2. A 31-year-old woman is admitted to the ICU for close observation after reportedly ingesting an entire bottle of acetaminophen as well as causing self-inflicted burns to her arms with her gas stove. These occurred in a fit of rage after her boyfriend of three months announced he would leave her. Her psychiatric history includes brief trials with antidepressants but no current treatment. She has seen literally dozens of psychiatrists. She has been admitted to psychiatric services over a dozen times since the age of 18, but she denies any serious suicide attempts. She was diagnosed with a personality disorder at age 19. Which of the following best characterizes this patient’s recurrent behaviors?
A. Paranoid personality disorder
B. Antisocial personality disorder
C. Borderline personality disorder
D. Dependent personality disorder
3. Mrs. K, a 56-year-old retired nurse with no significant medical history, is sent to the ED by her outpatient surgeon who performed an unremarkable elective hernia repair three weeks prior. Postoperatively, she has healed poorly with numerous bouts of fever, night sweats, and fatigue. She has not responded to trials of antibiotics, and her surgeon is perplexed.
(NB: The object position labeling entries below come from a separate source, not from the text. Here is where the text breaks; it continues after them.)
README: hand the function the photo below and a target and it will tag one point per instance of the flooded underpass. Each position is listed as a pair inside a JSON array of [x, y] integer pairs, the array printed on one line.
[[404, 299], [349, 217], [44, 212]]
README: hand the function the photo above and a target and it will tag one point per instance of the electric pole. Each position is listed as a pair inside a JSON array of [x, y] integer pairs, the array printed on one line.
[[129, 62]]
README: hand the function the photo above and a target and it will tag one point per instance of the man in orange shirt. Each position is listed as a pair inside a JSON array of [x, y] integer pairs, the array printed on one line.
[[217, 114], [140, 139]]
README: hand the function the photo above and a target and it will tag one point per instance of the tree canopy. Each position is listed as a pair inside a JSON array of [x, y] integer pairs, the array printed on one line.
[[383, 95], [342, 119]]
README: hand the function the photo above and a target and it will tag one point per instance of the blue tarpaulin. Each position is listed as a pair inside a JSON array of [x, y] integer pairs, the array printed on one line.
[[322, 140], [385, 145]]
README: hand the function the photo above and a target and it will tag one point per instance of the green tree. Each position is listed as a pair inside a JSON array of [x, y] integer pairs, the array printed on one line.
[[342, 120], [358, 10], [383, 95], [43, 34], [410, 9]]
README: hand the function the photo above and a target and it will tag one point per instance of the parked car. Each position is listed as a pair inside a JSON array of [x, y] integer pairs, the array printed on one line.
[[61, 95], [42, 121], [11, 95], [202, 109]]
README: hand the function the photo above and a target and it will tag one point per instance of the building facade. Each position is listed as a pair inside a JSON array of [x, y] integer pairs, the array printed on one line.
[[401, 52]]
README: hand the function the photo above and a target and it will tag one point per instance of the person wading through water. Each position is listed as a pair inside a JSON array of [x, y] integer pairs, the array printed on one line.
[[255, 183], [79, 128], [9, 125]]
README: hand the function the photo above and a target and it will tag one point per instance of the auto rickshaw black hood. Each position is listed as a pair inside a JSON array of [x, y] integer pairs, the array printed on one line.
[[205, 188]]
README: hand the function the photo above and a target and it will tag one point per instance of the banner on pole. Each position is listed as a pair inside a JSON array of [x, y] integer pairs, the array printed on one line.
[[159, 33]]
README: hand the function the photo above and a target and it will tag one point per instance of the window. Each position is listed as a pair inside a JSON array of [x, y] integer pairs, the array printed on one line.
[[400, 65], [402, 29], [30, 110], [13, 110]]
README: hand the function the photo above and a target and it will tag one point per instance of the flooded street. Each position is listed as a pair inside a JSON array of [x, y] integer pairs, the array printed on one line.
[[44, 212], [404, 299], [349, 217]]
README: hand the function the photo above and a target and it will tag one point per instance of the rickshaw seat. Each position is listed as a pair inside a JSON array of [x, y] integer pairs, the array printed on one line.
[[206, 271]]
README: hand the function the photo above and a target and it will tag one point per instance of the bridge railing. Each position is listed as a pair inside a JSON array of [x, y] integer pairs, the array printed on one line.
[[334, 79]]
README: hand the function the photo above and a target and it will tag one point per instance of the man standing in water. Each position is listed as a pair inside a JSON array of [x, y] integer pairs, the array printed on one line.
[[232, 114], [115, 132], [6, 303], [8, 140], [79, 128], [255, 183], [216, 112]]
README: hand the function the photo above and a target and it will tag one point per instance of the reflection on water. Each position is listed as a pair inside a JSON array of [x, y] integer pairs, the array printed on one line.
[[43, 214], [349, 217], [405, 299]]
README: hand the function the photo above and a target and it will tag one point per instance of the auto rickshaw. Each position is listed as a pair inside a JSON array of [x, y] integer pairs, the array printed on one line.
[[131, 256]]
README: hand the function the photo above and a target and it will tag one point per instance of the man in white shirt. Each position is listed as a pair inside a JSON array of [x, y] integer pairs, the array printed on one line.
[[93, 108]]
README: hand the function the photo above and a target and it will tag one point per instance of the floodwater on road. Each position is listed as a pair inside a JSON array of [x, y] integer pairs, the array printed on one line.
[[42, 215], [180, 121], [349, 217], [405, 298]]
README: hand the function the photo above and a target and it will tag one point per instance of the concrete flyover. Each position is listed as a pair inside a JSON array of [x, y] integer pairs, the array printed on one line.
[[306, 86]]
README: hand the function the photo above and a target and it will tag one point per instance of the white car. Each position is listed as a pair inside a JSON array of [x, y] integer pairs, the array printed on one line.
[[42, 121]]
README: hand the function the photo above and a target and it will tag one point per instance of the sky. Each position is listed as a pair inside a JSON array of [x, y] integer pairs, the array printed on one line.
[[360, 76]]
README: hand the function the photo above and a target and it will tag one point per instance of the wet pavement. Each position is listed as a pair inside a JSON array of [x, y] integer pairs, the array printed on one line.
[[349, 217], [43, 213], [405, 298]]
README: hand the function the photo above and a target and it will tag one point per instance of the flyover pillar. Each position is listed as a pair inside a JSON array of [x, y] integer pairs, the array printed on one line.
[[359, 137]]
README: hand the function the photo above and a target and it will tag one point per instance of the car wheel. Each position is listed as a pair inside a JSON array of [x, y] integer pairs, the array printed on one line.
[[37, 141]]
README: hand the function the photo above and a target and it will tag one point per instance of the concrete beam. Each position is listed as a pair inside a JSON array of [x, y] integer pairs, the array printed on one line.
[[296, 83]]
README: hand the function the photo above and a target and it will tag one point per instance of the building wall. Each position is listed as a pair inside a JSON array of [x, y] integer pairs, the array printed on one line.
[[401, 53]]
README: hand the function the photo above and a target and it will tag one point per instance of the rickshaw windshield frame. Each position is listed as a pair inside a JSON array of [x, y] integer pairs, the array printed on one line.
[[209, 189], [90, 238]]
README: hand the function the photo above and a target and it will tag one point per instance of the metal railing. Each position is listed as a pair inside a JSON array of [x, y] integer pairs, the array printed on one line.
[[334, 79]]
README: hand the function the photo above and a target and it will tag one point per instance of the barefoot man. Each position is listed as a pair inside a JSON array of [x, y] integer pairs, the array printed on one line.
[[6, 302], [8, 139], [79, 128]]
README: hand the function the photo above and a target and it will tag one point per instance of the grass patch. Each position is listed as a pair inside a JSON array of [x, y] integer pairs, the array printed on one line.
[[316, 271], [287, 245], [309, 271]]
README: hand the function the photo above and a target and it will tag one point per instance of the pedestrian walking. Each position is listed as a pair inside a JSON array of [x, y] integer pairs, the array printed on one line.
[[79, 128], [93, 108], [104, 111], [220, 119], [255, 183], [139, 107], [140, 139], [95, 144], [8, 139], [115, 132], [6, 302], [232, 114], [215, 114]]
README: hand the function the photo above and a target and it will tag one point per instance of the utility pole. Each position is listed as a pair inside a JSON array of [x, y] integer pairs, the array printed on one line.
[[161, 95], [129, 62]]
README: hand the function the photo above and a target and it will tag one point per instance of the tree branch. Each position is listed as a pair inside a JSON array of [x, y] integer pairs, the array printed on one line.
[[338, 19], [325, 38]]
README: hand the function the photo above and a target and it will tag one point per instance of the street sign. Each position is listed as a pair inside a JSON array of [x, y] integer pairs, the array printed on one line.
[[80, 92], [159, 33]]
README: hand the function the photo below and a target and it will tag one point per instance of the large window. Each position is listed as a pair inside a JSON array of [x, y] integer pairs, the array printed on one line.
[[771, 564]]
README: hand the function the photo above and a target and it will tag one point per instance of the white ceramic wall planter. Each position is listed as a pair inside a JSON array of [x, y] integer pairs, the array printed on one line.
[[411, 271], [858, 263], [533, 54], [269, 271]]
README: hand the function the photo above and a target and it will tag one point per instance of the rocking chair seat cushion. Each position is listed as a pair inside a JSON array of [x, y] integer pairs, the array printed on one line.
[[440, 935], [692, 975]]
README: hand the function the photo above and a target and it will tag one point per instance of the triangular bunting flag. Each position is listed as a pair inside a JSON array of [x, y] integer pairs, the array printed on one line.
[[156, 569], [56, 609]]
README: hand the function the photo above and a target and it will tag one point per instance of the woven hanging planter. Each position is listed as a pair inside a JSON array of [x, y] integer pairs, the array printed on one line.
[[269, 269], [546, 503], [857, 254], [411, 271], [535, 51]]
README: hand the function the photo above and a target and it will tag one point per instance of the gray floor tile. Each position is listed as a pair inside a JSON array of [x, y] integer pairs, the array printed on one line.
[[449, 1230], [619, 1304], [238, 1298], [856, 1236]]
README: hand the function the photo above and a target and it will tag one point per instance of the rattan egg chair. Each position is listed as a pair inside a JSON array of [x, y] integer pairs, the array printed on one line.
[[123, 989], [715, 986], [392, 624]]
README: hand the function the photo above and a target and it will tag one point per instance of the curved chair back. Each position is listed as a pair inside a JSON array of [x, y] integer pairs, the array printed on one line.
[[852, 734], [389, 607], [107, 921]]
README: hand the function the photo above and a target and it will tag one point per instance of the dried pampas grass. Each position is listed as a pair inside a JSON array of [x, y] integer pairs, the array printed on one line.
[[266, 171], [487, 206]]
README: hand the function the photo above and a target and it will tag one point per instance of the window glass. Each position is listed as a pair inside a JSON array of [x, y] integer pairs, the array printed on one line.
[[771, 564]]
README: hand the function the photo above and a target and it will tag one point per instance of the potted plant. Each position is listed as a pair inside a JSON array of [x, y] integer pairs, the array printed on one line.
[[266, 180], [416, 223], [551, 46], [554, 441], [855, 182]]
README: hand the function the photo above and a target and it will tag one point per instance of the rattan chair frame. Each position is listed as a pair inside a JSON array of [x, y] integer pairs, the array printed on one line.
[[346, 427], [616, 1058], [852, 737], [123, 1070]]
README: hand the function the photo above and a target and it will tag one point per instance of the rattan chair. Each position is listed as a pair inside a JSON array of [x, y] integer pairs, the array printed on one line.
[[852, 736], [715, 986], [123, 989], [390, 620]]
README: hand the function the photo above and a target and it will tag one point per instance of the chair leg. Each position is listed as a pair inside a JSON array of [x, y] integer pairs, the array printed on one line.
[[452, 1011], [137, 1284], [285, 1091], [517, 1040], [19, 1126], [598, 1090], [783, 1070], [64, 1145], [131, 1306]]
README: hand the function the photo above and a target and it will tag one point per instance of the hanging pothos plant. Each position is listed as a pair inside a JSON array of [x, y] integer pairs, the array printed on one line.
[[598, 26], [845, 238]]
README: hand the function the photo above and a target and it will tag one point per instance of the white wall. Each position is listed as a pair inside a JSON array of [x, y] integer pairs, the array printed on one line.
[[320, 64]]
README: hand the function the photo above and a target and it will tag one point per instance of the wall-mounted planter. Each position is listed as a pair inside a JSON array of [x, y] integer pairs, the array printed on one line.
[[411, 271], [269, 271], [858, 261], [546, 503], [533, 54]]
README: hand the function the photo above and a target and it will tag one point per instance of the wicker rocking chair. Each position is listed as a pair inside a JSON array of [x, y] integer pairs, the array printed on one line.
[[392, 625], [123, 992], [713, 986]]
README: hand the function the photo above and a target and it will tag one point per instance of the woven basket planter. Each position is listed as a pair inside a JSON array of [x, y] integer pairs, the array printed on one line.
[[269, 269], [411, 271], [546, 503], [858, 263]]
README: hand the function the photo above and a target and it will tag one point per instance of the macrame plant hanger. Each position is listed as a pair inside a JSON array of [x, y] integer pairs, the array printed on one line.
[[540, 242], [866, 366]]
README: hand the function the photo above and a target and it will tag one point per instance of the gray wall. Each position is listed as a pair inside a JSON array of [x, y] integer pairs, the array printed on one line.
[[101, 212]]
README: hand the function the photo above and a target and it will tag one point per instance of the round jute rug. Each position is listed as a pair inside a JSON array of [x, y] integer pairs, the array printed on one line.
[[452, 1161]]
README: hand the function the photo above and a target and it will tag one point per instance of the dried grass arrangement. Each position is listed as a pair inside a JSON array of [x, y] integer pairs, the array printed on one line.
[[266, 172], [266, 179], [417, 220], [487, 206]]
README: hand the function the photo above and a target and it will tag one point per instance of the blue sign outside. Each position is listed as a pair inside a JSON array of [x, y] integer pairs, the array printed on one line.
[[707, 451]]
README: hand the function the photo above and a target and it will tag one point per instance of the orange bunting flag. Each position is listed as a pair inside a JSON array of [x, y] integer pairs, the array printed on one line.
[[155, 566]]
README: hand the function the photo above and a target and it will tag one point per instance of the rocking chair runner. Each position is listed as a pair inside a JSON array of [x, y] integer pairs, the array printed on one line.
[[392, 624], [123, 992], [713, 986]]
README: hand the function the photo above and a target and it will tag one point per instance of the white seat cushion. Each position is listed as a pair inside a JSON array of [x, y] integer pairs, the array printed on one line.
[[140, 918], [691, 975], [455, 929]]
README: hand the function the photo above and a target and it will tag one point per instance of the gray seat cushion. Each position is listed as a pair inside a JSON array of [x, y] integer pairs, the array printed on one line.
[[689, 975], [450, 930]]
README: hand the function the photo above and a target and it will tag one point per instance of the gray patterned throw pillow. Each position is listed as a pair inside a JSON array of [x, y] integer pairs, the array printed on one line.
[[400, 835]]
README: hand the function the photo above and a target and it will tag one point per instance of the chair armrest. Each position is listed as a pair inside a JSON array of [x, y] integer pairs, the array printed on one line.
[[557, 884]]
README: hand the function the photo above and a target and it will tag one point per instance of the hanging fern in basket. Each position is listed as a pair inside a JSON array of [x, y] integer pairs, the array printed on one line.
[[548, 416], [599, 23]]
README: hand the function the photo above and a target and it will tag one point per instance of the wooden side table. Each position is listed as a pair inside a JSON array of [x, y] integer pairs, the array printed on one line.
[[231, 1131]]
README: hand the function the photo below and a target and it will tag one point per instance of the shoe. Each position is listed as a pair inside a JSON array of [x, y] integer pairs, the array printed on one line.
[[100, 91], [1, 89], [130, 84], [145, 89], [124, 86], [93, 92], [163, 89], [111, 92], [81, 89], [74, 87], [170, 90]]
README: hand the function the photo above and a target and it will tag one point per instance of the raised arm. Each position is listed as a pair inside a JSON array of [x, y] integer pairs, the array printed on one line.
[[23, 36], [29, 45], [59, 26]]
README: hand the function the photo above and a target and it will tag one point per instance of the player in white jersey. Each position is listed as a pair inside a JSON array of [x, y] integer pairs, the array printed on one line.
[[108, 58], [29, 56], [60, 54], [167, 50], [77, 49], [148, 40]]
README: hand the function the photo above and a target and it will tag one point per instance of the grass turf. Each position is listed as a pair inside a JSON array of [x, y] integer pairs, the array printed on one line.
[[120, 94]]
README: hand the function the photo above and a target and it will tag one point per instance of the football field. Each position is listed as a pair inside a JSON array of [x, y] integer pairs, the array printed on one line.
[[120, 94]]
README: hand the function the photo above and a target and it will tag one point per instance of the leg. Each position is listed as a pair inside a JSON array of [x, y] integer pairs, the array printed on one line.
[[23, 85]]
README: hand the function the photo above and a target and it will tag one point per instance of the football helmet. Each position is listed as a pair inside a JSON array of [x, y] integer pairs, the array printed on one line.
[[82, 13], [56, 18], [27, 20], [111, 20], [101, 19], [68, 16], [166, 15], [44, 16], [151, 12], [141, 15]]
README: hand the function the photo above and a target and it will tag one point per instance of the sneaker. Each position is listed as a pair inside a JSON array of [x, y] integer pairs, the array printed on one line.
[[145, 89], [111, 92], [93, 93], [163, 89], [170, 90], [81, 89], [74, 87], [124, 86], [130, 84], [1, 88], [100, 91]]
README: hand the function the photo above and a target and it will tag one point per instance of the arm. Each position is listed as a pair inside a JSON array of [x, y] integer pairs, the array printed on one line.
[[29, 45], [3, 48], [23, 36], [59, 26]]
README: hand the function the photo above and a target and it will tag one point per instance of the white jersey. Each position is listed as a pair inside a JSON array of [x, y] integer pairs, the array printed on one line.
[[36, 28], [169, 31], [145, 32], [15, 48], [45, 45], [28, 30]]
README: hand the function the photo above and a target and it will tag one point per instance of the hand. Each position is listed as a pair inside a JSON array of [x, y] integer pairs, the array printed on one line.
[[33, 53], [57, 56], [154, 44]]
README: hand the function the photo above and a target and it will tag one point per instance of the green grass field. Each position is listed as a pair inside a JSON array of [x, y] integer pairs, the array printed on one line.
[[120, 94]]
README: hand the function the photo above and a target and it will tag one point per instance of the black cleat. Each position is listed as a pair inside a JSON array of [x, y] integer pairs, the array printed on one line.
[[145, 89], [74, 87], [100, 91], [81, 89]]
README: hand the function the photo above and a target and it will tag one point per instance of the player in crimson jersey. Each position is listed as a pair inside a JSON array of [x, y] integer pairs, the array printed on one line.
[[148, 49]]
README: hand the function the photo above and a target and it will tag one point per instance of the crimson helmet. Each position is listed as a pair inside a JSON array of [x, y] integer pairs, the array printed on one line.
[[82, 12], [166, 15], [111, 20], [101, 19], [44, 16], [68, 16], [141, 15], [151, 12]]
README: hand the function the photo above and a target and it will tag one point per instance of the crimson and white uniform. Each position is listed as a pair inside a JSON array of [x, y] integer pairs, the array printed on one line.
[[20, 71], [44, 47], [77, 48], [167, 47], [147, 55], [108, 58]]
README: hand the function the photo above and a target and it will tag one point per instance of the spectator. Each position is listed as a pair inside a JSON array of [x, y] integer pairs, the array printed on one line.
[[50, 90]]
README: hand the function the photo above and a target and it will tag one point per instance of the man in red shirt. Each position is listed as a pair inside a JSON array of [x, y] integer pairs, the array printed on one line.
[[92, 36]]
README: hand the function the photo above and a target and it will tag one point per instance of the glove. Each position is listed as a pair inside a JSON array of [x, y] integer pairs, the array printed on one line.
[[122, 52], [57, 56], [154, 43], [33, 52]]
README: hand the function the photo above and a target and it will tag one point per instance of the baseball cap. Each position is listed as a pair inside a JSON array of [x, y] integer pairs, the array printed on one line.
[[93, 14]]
On admission, blood cultures are drawn, revealing a gram-negative bacteremia. Her surgical site is erythematous and grossly infected. She is given IV antibiotics, but after numerous days in the hospital, a nursing assistant witnesses Ms. K rubbing something vigorously into her wound site. On confrontation she breaks down but cannot explain her behavior and is very ashamed. She begins to describe numerous difficulties at home, including a tumultuous divorce, an unruly son who was recently arrested, and chronic financial struggles including potential bankruptcy. Which of the following statements would you use in approaching Mrs. K at this point?
A. “Why are you infecting yourself?”
B. “It makes perfect sense that you are overwhelmed.”
C. “Maybe you don’t need to be in the hospital.”
D. “You don’t seem to want to be better.”
Answers
1. B. Mr. J is refusing a presumably lifesaving intervention, and it is important to establish whether he has the capacity to refuse treatment. It is unclear at this point if he is simply uneducated about his disease, is afraid of doctors because he or a family member has had a bad experience in the past, has a psychotic illness, or is under the influence of a substance. Clarification of diagnosis, decision capacity, and whether dopamine antagonist medication is indicated may result from consultation with a psychiatrist. Although patient autonomy is an important value to uphold, discharging this patient prematurely may cause significant harm or even death.
2. C. This patient exhibits mood dysregulation, intense interpersonal relationships, impulsivity, a history of self-injury, and suicidal behavior in the absence of other psychiatric or medical explanations. She has had a long history or psychiatric contact and psychiatric hospitalizations since age 18, giving one a very longitudinal history, and she tells you she has been diagnosed with a personality disorder. The maladaptive traits discussed here are present in Cluster B (“BAD AND WILD”) personality disorders, with borderline personality disorder being the most likely diagnosis.
3. B. Patients with suspicious symptoms (in this case, symptoms of a likely factitious disorder) can become very defensive when confronted, and may continue problematic behaviors if not empathically validated at some level. Mrs. K would benefit from normalization of her feelings, but not of her behavior. Gentle confrontation of her emotional difficulties can pave the way for a therapeutic alliance. Psychiatry consultation should be obtained on most suspected cases and perhaps a referral to social work for psychosocial support would be helpful.